Este, um dos mais populares do
ano passado, não deixava de ser
convencional enquanto clipe, derivando seu sucesso do futurismo
retrô de uma coreografia que punha em evidência cada ângulo da
minúscula australiana.
Já o da londrina, um verdadeiro
salto desde seu recente "Murder
on the Dance Floor", exibe, ou até
mesmo ostenta, um refinamento
cinematográfico raro nesse universo, e isso talvez tenha a ver
com o fato de Ellis-Bextor, filha de
um produtor-diretor e de uma
apresentadora, ser hereditária ou
geneticamente do ramo.
A ação tem início numa rua comercial vazia, chuvosa e iluminada que evoca tanto o palco da sequência central de "Singin" in the
Rain", quanto a homenagem que
lhe fez Michael Jackson.
Passa-se em seguida para dentro de uma vitrine onde, vestido
de noiva, o manequim personificado pela cantora, irritando-se ao
ver seu noivo-boneco cedido à rival do lado, começa a se mover,
primeiro mecanicamente, como
em diversos episódios da antiga
série "Twilight Zone" ("Além da
Imaginação") ou como se fosse
um dos brinquedos de Steven
Spielberg, mas, mesmo assim, numa torção impossível do pescoço,
com ecos visuais que, inconfundivelmente demoníacos, remetem a
"O Exorcista" original.
A partir daí, o que se vê é uma
celebração do "Blade Runner"
("O Caçador de Andróides", de
1982, do diretor Ridley Scott), um
desses filmes que, não envelhecendo, transformam-se em referência obrigatória e repertório
inesgotável de citações.
Perto do final do filme, por
exemplo, a replicante Pris (Daryl
Hannah), entre os outros brinquedos de um Geppetto doentio e
solitário, disfarça-se de boneca
para se esconder do caçador Deckard (Harrison Ford).
Não passando de uma andróide, ela é de fato apenas um brinquedo que Deckard não sente remorsos em "desativar" até se convencer (como deveria ter ocorrido ao Dr. Victor Frankenstein) de
que os humanos são igualmente
fantoches engendrados por um
criador impotente.
Mas é a cena da morte da primeira andróide, Zhora (Joanna
Cassidy), que o clipe recria, só que
ao contrário.
Em "Blade Runner", conforme
Deckard a alveja pelas costas, a replicante em fuga se atira vitrine
adentro, agonizando então numa
orgia de vidro quebrado.
Ellis-Bextor, no entanto, tão logo se sente viva e após se livrar do
buquê, sai, explosivamente e espalhando cacos, vitrine afora.

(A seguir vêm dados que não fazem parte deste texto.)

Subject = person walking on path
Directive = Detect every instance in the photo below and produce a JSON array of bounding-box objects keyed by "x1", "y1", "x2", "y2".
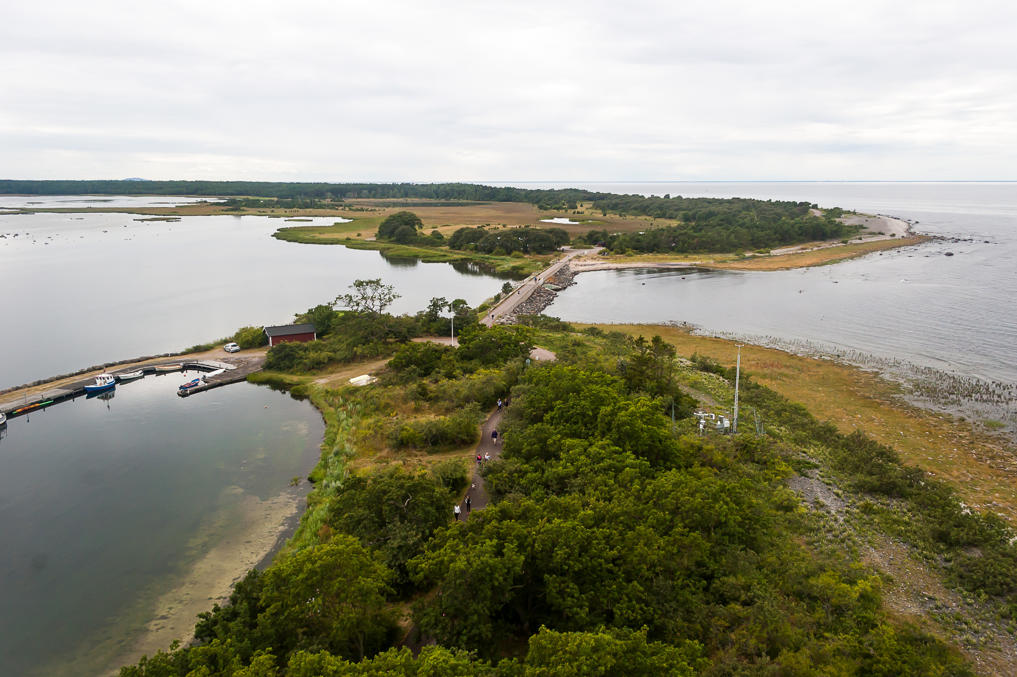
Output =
[
  {"x1": 465, "y1": 496, "x2": 472, "y2": 513},
  {"x1": 465, "y1": 408, "x2": 505, "y2": 518},
  {"x1": 491, "y1": 429, "x2": 498, "y2": 444},
  {"x1": 454, "y1": 504, "x2": 461, "y2": 521}
]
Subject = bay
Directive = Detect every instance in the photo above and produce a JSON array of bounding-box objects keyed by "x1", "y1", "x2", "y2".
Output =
[
  {"x1": 0, "y1": 209, "x2": 503, "y2": 390},
  {"x1": 0, "y1": 375, "x2": 323, "y2": 676}
]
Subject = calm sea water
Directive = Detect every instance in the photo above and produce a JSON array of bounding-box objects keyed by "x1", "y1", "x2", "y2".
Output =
[
  {"x1": 0, "y1": 195, "x2": 222, "y2": 210},
  {"x1": 0, "y1": 375, "x2": 323, "y2": 676},
  {"x1": 533, "y1": 182, "x2": 1017, "y2": 385},
  {"x1": 0, "y1": 198, "x2": 504, "y2": 389}
]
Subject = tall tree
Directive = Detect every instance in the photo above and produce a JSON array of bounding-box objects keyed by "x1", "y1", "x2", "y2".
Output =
[{"x1": 334, "y1": 279, "x2": 399, "y2": 314}]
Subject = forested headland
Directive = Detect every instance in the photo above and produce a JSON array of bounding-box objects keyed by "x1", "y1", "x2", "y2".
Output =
[
  {"x1": 329, "y1": 204, "x2": 858, "y2": 260},
  {"x1": 115, "y1": 283, "x2": 1017, "y2": 676}
]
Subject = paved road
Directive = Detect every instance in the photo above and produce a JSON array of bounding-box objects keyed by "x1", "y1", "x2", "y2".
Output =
[{"x1": 481, "y1": 247, "x2": 594, "y2": 327}]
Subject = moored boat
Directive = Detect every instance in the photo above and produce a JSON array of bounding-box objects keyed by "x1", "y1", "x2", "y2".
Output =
[
  {"x1": 84, "y1": 374, "x2": 116, "y2": 394},
  {"x1": 179, "y1": 378, "x2": 201, "y2": 390},
  {"x1": 154, "y1": 364, "x2": 182, "y2": 373},
  {"x1": 117, "y1": 370, "x2": 144, "y2": 382},
  {"x1": 12, "y1": 400, "x2": 52, "y2": 415},
  {"x1": 201, "y1": 369, "x2": 225, "y2": 382},
  {"x1": 0, "y1": 412, "x2": 6, "y2": 426}
]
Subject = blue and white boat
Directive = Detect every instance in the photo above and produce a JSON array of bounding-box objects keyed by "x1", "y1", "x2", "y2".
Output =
[
  {"x1": 179, "y1": 377, "x2": 202, "y2": 391},
  {"x1": 84, "y1": 374, "x2": 116, "y2": 394}
]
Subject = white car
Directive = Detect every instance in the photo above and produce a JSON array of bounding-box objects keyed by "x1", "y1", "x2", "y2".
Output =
[{"x1": 224, "y1": 342, "x2": 240, "y2": 353}]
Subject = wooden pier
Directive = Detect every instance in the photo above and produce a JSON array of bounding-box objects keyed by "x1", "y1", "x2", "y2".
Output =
[
  {"x1": 176, "y1": 358, "x2": 264, "y2": 397},
  {"x1": 0, "y1": 356, "x2": 265, "y2": 418}
]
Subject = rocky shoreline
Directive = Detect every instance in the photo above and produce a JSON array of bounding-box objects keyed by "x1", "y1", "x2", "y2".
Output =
[{"x1": 497, "y1": 263, "x2": 577, "y2": 322}]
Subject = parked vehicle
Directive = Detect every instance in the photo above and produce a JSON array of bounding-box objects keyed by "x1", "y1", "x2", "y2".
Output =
[{"x1": 224, "y1": 342, "x2": 240, "y2": 353}]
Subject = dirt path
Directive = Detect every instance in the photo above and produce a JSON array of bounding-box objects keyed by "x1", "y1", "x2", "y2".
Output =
[
  {"x1": 458, "y1": 409, "x2": 505, "y2": 519},
  {"x1": 457, "y1": 347, "x2": 556, "y2": 518}
]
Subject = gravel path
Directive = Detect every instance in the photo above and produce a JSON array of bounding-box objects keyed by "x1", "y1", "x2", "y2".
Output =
[{"x1": 460, "y1": 409, "x2": 504, "y2": 518}]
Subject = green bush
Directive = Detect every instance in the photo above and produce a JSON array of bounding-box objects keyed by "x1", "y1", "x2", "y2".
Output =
[
  {"x1": 234, "y1": 325, "x2": 268, "y2": 349},
  {"x1": 389, "y1": 342, "x2": 453, "y2": 378},
  {"x1": 390, "y1": 404, "x2": 482, "y2": 452}
]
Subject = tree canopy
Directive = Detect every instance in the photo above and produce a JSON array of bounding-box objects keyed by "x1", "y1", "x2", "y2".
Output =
[
  {"x1": 123, "y1": 323, "x2": 983, "y2": 677},
  {"x1": 333, "y1": 279, "x2": 399, "y2": 314},
  {"x1": 376, "y1": 211, "x2": 424, "y2": 242}
]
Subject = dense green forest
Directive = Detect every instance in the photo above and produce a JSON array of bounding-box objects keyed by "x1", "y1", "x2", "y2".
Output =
[
  {"x1": 372, "y1": 211, "x2": 569, "y2": 255},
  {"x1": 578, "y1": 209, "x2": 855, "y2": 253},
  {"x1": 0, "y1": 179, "x2": 608, "y2": 207},
  {"x1": 115, "y1": 297, "x2": 1014, "y2": 676}
]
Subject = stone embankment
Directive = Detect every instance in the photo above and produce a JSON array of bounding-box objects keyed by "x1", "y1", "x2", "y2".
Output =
[{"x1": 497, "y1": 263, "x2": 576, "y2": 323}]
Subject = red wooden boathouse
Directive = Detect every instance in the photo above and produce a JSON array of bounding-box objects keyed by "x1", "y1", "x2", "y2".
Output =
[{"x1": 263, "y1": 323, "x2": 317, "y2": 347}]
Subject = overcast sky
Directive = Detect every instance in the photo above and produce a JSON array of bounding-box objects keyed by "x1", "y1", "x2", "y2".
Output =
[{"x1": 2, "y1": 0, "x2": 1015, "y2": 182}]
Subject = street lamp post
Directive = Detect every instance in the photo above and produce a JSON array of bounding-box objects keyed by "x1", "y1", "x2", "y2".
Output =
[
  {"x1": 450, "y1": 315, "x2": 455, "y2": 347},
  {"x1": 733, "y1": 344, "x2": 743, "y2": 434}
]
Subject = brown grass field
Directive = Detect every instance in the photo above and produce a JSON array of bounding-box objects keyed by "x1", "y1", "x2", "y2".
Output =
[
  {"x1": 20, "y1": 198, "x2": 665, "y2": 236},
  {"x1": 589, "y1": 324, "x2": 1017, "y2": 526}
]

Com esse ato, ela desperta os
manequins vizinhos que, pouco a
pouco, lançam-se numa espécie
de revolta das Barbies (somente
os bonecos femininos, abandonando os masculinos à imobilidade, tomam parte) e também saem
numa dança que lembra "O Mágico de Oz" ou "Robocop".
Embora, por ser morena à maneira das vilãs hollywoodianas
dos anos 40/50 e ter olhos fuzilantes, ela se assemelhe antes a uma
Barbie malvada cantando uma
canção que é um "poutpourri " de
velhos maneirismos e ritmos, Sophie se vale bem de seu aspecto e
encena sua desmecanização ou
naturalização progressiva com
humor peculiar.
Um quase manifesto feminista
assim, divertido e despido de rancor, é algo que não se vê desde os
tempos em que as militantes ainda eram capazes de formular slogans como "uma mulher precisa
de um homem assim como um
peixe de uma bicicleta".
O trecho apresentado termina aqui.